According to the report, Israeli occupation forces and settlers have killed at least 413 Palestinians—including 107 children—while wounding more than 4,600 others in the West Bank since October 7. Palestinians killed 15 Israelis including four soldiers in the occupied territories during the same period.
In one of the most recent incidents, Israeli troops fatally shot 10-year-old Amr Mohammad Ghaleb Najar in the head while he sat in the front seat of his father’s car with his younger brother as they drove through the village of Burin on Monday. Soldiers then opened fire on Palestinians trying to rescue the child, wounding two other people.

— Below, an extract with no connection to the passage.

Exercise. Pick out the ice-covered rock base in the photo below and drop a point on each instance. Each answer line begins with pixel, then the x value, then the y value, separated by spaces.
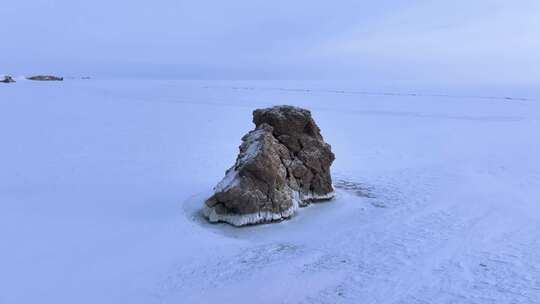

Israeli Finance Minister Bezalel Smotrich, who also heads the Civil Administration—the governing body in the occupied territories—said this week that 18,515 new housing units have been approved in the settlements over the past year.
“The enemies try to harm and weaken us, but we will continue to build and be built up in this land,” the far-right minister said on social media.
The administration of U.S. President Joe Biden, which has sanctioned a handful of extremist settlers, last month reversed a Trump-era policy shift under which the United States no longer officially viewed Israeli settlements as illegal. The U.S. State Department first declared the settlements unlawful in 1978.
“Our administration maintains a firm opposition to settlement expansion,” U.S. Secretary of State Antony Blinken said last month. “And in our judgment, this only weakens—it doesn’t strengthen—Israel’s security.”